Andy Farrington se prépare pour un autre BASE jump

© Ryan Taylor/Red Bull Content Pool

Expert du vol en wingsuit et capable d’acrobaties en chute libre très complexes, c’est un athlète complet. En 2014, il remporte la première course en wingsuit, les Red Bull Aces. Il faisait partie de cette équipe dont les clichés ont fait le tour du monde en survolant le ciel de Los Angeles en 2019 le soir de la fameuse Super Lune. Farrington a également sauté BASE partout dans le monde et n’a pas l’intention de s’arrêter.

Andy Farrington s’envole en wingsuit au Red Bull Rampage

© Christian Pondella/Red Bull Content Pool

Farrington est donc le partenaire idéal pour le projet Plane Swap. Le duo travaille ensemble presque quotidiennement pour réaliser leur exploit. Ils ajustent chaque détail chez eux et se rendent occasionnellement à San Luis Obispo, en Californie, pour s’entraîner avec l’ingénieur en chef Paul Iscold. Le but est de secouer le monde avec une astuce qui fera parler de lui pendant des années.

« L’objectif est le suivant », résume Aikins. Je piloterai l’avion et Andy pilotera le sien. Personne d’autre ne sera à bord. Nous grimperons tous les deux à 4267m d’altitude au-dessus du désert. Ensuite nous dirigerons nos avions vers le sol. Avec la vitesse de freinage, l’avion ne pourra pas dévier de la trajectoire. Je sortirai alors de ma cabine, Andy sortira de la sienne.

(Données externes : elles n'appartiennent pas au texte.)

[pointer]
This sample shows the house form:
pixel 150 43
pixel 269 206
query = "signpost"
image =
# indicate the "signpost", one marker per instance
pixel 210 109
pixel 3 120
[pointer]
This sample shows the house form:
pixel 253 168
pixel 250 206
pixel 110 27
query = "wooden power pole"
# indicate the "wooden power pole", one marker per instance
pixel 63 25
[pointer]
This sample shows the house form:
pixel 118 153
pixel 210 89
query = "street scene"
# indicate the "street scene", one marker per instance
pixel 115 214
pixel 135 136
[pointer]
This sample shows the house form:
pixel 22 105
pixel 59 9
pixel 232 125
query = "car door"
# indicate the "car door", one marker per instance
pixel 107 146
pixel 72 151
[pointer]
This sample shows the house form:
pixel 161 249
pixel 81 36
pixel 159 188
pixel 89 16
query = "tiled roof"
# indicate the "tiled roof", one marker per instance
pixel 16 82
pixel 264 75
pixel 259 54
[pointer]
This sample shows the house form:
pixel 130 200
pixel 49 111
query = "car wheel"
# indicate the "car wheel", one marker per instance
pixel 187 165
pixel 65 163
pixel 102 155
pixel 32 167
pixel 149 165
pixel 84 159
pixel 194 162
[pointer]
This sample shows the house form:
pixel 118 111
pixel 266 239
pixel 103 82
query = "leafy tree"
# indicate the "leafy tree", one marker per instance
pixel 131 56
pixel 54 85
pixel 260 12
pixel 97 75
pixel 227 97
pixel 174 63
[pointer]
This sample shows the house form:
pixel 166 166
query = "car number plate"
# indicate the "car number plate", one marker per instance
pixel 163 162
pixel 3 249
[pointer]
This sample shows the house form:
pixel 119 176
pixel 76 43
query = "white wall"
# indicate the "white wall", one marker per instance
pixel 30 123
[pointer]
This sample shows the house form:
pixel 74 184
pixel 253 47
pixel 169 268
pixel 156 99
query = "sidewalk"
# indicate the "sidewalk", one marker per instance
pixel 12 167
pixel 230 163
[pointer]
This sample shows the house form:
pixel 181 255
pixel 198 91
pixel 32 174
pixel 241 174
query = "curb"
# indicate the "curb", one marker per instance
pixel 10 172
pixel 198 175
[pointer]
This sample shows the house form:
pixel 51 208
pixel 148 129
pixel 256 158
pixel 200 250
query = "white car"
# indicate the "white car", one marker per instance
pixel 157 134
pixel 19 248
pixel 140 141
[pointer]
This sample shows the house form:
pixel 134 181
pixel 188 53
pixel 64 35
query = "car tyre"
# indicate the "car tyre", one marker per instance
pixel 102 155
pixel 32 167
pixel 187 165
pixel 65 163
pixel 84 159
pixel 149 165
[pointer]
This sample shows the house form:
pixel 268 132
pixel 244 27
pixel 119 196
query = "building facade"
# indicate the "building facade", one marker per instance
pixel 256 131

Et nous changerons d’avion. »

Avions sous le coucher du soleil.

© Michael Clark/Red Bull Content Pool

Le duo avait bien sûr déjà fait quelques tests avant de confirmer son exploit en direct à la télévision. « Il a fallu tout réinventer, commente Farrington. C’est comme si on prenait toutes les notions acquises d’évasion et qu’on les jetait à la poubelle. Mais avec la science derrière ce projet, les données et tout ce que nous avons mis en place, nous sommes proches de la marque aujourd’hui.